Заметили его, по-видимому, и с первой машины, потому что колонна стала резко наращивать скорость. Олень, запрокидывая голову, рванулся из последних сил, но передние ноги у него подогнулись, и он рухнул на колени в неглубокую воду.

Становилось все темнее. Дорога глубже и глубже зарывалась в гору, так что уже не различить было нежной и глубокой слоистости камня; внезапно правая стена ощерилась трещиной, и в этот нежданный просвет хлынуло ослепительное желтое солнце. На несколько секунд открылся изрезанный голый массив и ближайший хребет, удивительно напоминавший окаменелого ящера.

И в этот краткий миг Варваре вдруг почудилось, что кто-то черный снова мчится нелепыми, бессмысленными прыжками вверх по склону, стараясь опередить захлебывающиеся от жары и тяжести контейнеров машины.

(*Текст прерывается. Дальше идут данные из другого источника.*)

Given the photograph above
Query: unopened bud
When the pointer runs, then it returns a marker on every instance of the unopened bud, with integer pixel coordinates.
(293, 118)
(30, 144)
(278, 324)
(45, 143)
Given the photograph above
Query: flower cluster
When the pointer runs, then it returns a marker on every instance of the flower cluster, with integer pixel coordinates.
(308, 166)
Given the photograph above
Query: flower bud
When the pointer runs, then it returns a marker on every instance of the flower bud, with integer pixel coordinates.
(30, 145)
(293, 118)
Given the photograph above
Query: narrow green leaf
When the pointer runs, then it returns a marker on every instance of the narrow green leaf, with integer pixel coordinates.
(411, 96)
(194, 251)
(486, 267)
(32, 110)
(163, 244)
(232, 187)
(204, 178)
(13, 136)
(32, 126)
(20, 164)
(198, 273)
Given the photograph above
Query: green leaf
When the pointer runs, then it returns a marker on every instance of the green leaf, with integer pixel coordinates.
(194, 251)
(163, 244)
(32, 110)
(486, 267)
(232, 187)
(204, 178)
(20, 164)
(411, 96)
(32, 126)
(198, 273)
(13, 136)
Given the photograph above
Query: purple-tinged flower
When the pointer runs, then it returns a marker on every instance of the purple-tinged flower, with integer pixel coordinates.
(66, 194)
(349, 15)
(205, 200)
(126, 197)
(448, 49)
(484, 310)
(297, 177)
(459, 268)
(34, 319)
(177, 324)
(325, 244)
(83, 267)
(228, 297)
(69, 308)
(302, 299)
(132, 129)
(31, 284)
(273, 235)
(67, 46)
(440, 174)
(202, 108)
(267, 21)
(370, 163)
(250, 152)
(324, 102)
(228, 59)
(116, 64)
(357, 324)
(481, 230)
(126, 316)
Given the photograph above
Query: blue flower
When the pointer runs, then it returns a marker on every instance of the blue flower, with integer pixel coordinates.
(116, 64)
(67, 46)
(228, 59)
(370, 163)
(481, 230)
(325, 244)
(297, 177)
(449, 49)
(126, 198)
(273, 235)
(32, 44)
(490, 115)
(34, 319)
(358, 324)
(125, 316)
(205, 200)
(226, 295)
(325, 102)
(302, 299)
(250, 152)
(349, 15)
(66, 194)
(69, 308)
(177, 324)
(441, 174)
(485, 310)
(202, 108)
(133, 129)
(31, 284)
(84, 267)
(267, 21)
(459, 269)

Коридор снова сомкнулся. Грузовики медленно втянулись в тоннель. Затем стены расступились, образуя довольно широкую площадку. По тому, как облегченно заурчал мотор, можно было догадаться, что они наконец достигли перевала, и Варвара высунулась, торопясь увидеть впереди и внизу долгожданное море. Приглушенные было моторы ожили, и колонна покатилась с перевала, виляя по серпантину и нацеливаясь в циклопические ворота Пресептории.

* * *

На первом этаже что-то громыхнуло, и Варвара торопливо сбежала вниз по винтовой лесенке. Так и есть — посреди гостиной высились два пластиковых чемодана.

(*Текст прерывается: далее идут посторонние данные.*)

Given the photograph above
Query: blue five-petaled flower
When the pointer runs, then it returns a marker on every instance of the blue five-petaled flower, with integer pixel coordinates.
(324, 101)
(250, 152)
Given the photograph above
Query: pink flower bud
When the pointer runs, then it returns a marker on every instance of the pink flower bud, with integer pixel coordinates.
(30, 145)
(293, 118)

Она выскочила на крыльцо и услышала голос своего шофера:

— …это в чистом виде синдром Лероя, ошибиться я не мог. Но вот откуда? До сих пор он возникал только в непосредственном контакте…

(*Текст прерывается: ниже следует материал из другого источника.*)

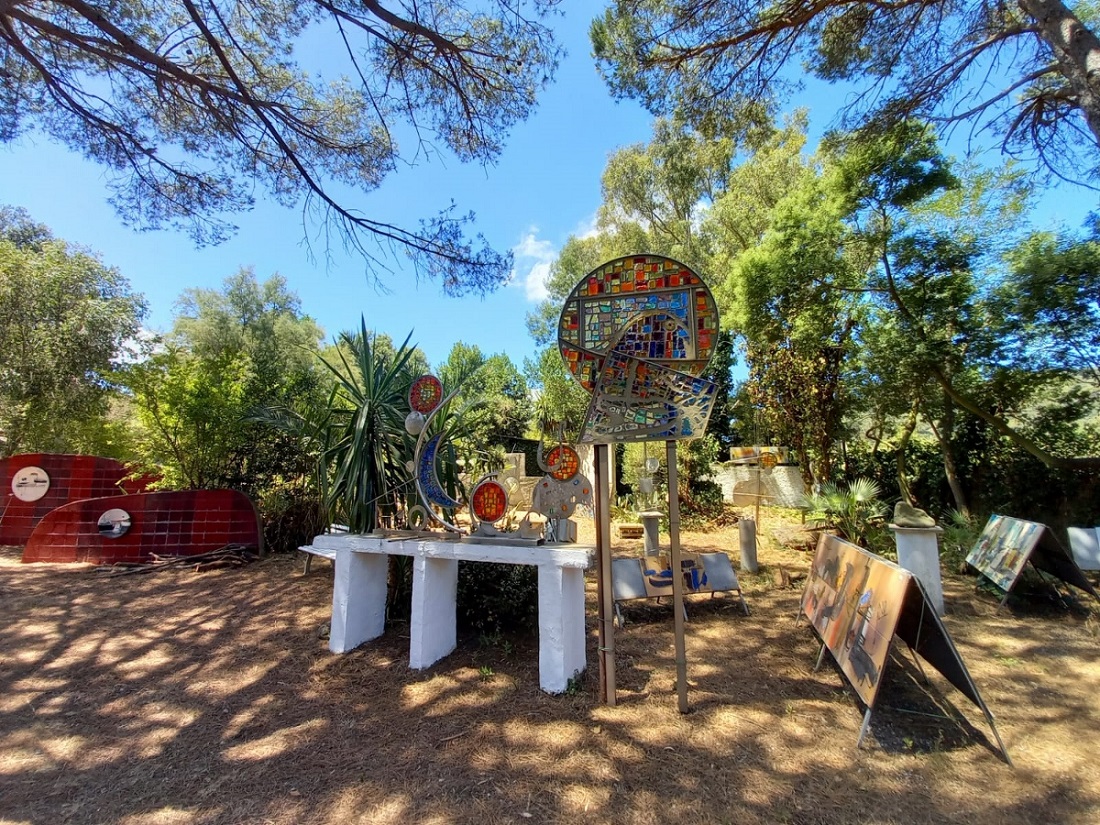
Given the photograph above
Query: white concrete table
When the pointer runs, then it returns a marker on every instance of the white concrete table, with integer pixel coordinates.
(359, 596)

— И что, хорош был? — спросил полнозвучный женский голос.

— Убиться можно, до чего хорош! Метра два в холке, рога — еще полтора, и чуть ли не светятся, одним словом, скотина святого Губерта!

— По рогам его надо было…

— Да я жахнул еще на космодроме, да, видно, мало. Новый кадр рядышком стоял, во все девичьи глазки на мои художества взирал. Я и так ждал истерики…

— Ну и как новый кадр?

— Да крепенький. Впрочем, сама увидишь. Смугленькая, усатенькая, ножик на поясе.

— Какой еще ножик?

— Столовый, надо полагать.

Этого Варвара стерпеть уже не могла.

— Извините, — сказала она, спрыгивая с крыльца, — где я могу найти свой багаж?

— Ваш багаж я велела отнести на вашу половину, — проговорила женщина. — Но прежде всего давайте познакомимся: Кони.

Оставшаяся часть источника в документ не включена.